Kepala Divisi Humas Polri, Irjen Pol Sandi Nugroho, menjelaskan bahwa melibatkan PPATK dalam upaya ini sangat penting untuk memastikan proses pemeriksaan terkait politik uang dapat dilakukan dengan transparan dan jujur.


“Kami ingin menjadikan segala sesuatu lebih terang dan tidak ada ruang untuk kebohongan di antara kita,” ujarnya di Kantor Dewan Pers, Jakarta Pusat, pada Rabu (9/8/2023).


Satuan tugas anti politik uang akan fokus pada menjaga integritas Pemilu dan mencegah praktik politik uang.


Sandi menyebut akan ada banyak komponen lembaga yang dilibatkan, tidak terkecuali lembaga penyelenggara Pemilu.


“(Satgas dibentuk) dalam rangka menciptakan pemilu yang tertib, bermartabat, dengan jujur dan adil seperti yang dicita-citakan undang-undang,” tegas Sandi.


Dalam pelaksanaan tugasnya, Satgas ini akan lebih fokus pada upaya preventif. Upaya pencegahan akan menjadi fokus utama, dan langkah-langkah penegakan hukum akan dilakukan sesuai dengan peraturan perundang-undangan Pemilu yang berlaku.


Salah satu langkah preventif yang akan diambil adalah melibatkan publik dalam diskusi, menyebarkan literasi, dan memberikan edukasi kepada peserta Pemilu.


Polri juga mengimbau kepada masyarakat untuk menghindari tindakan-tindakan yang dilarang selama penyelenggaraan Pemilu, termasuk praktik politik uang.


“Kita diingatkan oleh prinsip-prinsip kebaikan dan larangan terhadap hal-hal yang buruk.
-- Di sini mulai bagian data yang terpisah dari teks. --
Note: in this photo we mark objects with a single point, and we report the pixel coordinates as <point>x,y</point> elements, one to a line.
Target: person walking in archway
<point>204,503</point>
Hal ini juga sesuai dengan amar maruf nahi mungkar dalam agama kita,” pungkas Sandi.


Dengan kolaborasi dengan berbagai pihak, diharapkan praktik politik uang dapat ditekan dan Pemilu dapat berlangsung dengan lebih adil dan transparan bagi seluruh rakyat Indonesia. (*)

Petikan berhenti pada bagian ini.